Integrated circulators and isolators are important for developing on-chip optical technologies such as laser cavities, communication systems and quantum information processors. These devices seem to inherently require mirror symmetry breaking to separate backwards from forwards propagation, and thus existing implementations rely on magnetic materials or interactions driven by propagating waves. By contrast to past works, we exhibit a mirror-symmetric non-reciprocal device that comprises three coupled photonic resonators implemented in thin-film lithium niobate. Applying radiofrequency modulation, we drive conversion between the frequency eigenmodes of this system. We measure nearly 40 dB of isolation for approximately 75 mW of radiofrequency power near 1,550 nm. We simultaneously generate non-reciprocal conversion between all of the eigenmodes to demonstrate circulation. Mirror-symmetric circulation simplifies the fabrication and operation of non-reciprocal integrated devices. Finally, we consider applications of such on-chip isolators and circulators, such as full-duplex isolation within a single waveguide.

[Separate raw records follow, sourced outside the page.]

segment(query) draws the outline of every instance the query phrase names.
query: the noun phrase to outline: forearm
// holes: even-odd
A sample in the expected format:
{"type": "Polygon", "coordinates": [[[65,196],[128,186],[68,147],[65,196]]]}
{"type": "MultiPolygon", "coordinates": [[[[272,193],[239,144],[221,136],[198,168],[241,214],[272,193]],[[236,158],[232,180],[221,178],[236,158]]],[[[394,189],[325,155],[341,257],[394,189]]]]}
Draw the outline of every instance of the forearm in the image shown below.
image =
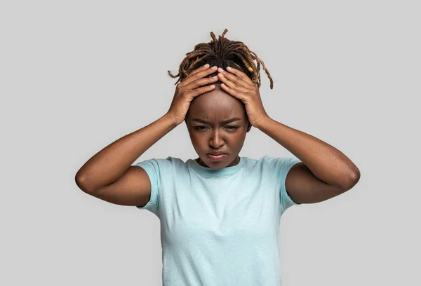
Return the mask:
{"type": "Polygon", "coordinates": [[[91,158],[77,172],[76,182],[88,190],[114,182],[135,160],[175,126],[166,114],[149,125],[122,137],[91,158]]]}
{"type": "Polygon", "coordinates": [[[259,129],[304,163],[326,183],[347,187],[358,179],[359,170],[343,153],[328,144],[268,117],[259,129]]]}

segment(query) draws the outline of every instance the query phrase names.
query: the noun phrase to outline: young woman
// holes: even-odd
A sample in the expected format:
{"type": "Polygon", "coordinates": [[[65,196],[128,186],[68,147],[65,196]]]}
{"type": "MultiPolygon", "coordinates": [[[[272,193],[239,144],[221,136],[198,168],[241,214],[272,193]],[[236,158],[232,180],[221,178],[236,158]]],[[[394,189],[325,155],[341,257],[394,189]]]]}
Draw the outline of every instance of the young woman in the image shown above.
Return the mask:
{"type": "Polygon", "coordinates": [[[269,117],[259,93],[260,64],[272,88],[270,74],[227,32],[196,45],[178,74],[168,71],[180,78],[165,115],[101,150],[76,175],[87,193],[159,218],[167,286],[281,285],[282,213],[342,193],[360,177],[338,149],[269,117]],[[183,121],[199,158],[132,165],[183,121]],[[296,158],[239,156],[252,126],[296,158]]]}

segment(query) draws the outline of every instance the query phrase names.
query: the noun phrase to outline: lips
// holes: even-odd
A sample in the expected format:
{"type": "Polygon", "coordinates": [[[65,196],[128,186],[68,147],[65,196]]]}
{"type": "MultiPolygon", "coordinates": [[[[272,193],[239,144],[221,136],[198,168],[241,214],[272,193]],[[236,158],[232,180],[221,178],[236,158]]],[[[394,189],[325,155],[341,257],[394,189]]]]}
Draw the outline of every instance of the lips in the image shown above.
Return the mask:
{"type": "Polygon", "coordinates": [[[222,155],[222,154],[226,154],[226,153],[224,152],[211,152],[211,153],[208,153],[208,154],[210,155],[213,155],[213,156],[219,156],[219,155],[222,155]]]}
{"type": "Polygon", "coordinates": [[[220,155],[213,155],[213,153],[206,154],[206,157],[208,157],[208,158],[210,158],[210,160],[212,160],[214,162],[220,161],[222,159],[224,159],[224,158],[225,158],[226,156],[227,156],[226,154],[220,153],[220,155]]]}

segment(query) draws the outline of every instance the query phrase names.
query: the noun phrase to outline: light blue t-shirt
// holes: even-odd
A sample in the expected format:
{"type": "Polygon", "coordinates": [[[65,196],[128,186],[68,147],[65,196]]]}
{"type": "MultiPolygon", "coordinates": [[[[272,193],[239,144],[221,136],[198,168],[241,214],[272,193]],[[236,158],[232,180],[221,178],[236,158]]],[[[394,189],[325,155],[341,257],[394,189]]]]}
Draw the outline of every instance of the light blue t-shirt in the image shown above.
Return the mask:
{"type": "Polygon", "coordinates": [[[151,181],[138,206],[161,222],[163,286],[279,286],[280,219],[297,205],[285,188],[297,158],[240,157],[212,169],[196,160],[135,164],[151,181]]]}

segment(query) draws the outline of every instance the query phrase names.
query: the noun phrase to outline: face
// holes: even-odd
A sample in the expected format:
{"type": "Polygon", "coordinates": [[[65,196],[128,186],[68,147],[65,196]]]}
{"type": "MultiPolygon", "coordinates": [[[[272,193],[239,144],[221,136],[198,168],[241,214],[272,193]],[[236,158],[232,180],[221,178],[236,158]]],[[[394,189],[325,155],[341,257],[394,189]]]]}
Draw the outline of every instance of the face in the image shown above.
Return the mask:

集成环行器和隔离器对于开发片上光学技术（如激光腔、通信系统和量子信息处理器）非常重要。这些设备似乎天生就需要打破镜像对称性才能将向后与向前传播分开，因此现有的实现依赖于磁性材料或由传播波驱动的相互作用。与过去的工作相比，我们展示了一种镜像对称的非互易器件，该器件包括三个在薄膜铌酸锂中实现的耦合光子谐振器。应用射频调制，我们驱动该系统的频率特征模式之间的转换。对于 1,550 nm 附近的约 75 mW 射频功率，我们测量了近 40 dB 的隔离度。我们同时在所有本征模态之间产生非互易转换以证明循环。镜像对称循环简化了非互易集成器件的制造和操作。最后，我们考虑了这种片上隔离器和环行器的应用，例如单个波导内的全双工隔离。